For the 48% of responses we kept, we used the LLM to then examine sentiment, emotion, and topics mentioned. The model graded sentiment as positive or negative, classified the emotional content of the response, and then classified the topic into one of three pre-defined categories. Finally, the LLM graded the topics by prevalence within the responses. We then fed the scores into gold-level tables within Databricks Medallion architecture. We found that some of the most useful data came from critical responses. For example, a response that mentioned the high cost of an activity indicated that we should include more messaging around value in future advertising. We used few-shot prompting to derive relevance scoring and sentiment polarity, using the different LLMs we assigned to these tasks. Finally, we asked the LLMs to create topic-level and campaign-level summaries of the responses.

Looking Back and Looking Ahead with Databricks

To evaluate the results of our AI agent system, we had three primary options:

Human-in-the-loop: A manual review of the LLM’s output to see if it is accurate. This method is effective but costly.
LLM-as-a-judge: Evaluate responses at scale with another LLM, then test that judge LLM on a sample dataset to see if the results are satisfactory.
Exact match: Responses are compared to a labeled, ground truth dataset that must be matched based on a “good enough” metric such as 90% accuracy.

Other than relevancy scoring and summarization, we primarily relied on LLM as a judge for our evaluation metrics. We had a training dataset that we used as a source of ground truth as we were developing and testing different functionalities. Once we were happy with the initial results, we would then compare them to a registered model on the test dataset so we weren't overfitting to our ground truth data. At one point, we hit a plateau in terms of the quality of responses. We then went back and reviewed our ground truth dataset, which had relied on human-in-the-loop review, and found some inconsistencies, so we went back and made some corrections on how we were reviewing responses based on insights from our LLMs.

We began our data transformation journey about two years ago; we had a strong vision of where we wanted our data to be and how we wanted to use it. We evaluated several data architectures to see what would best support our needs. Ultimately, we selected Databricks due to the strength of their future roadmap. We had confidence that any relevant features we might need would be available in Databricks in the future. This confidence was well-placed, as we were able to quickly deploy our GenAI-based data thermometer. We also appreciated the modular, open source approach of Databricks which made our development and evaluation process much easier.

Digging into our current architecture, we store data and rely on Unity Catalog to enable permission-based access so users can query production data from development environments. MLflow integrated into Databricks lets us easily compare LLM results side by side and use LLM as a judge as a low-code way to evaluate data at scale.
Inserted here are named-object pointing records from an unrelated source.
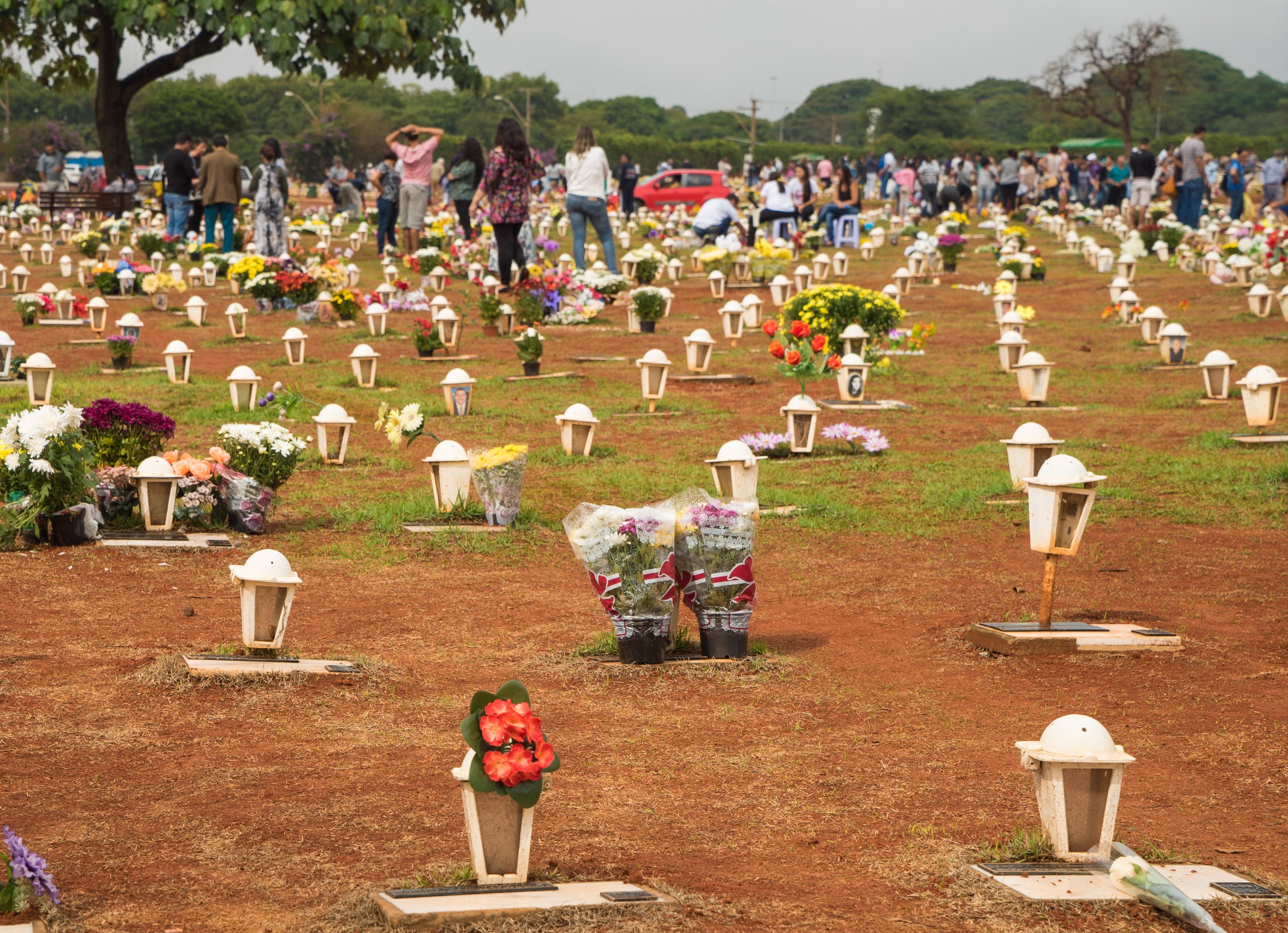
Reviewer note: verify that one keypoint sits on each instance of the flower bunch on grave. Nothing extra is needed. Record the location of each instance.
(125, 433)
(28, 877)
(804, 355)
(713, 551)
(47, 459)
(499, 480)
(830, 308)
(870, 440)
(768, 442)
(401, 425)
(267, 451)
(510, 748)
(629, 556)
We have seen some unexpected value from this project; for example, other teams are able to leverage this proof of concept to evaluate responses to other surveys. Another benefit has been the ability to improve our survey process. Now, when people submit responses outside of a drop-down list, we are able to gain information from their free-text responses that help us shape more pertinent questions going forward. Looking ahead, the fact that Databricks is at the forefront of innovation is key. For example, we can easily switch between model endpoints. This allows us to iterate on the latest and greatest GenAI technology, helping us to support the needs of the tourism industry in the UK—now and in the future.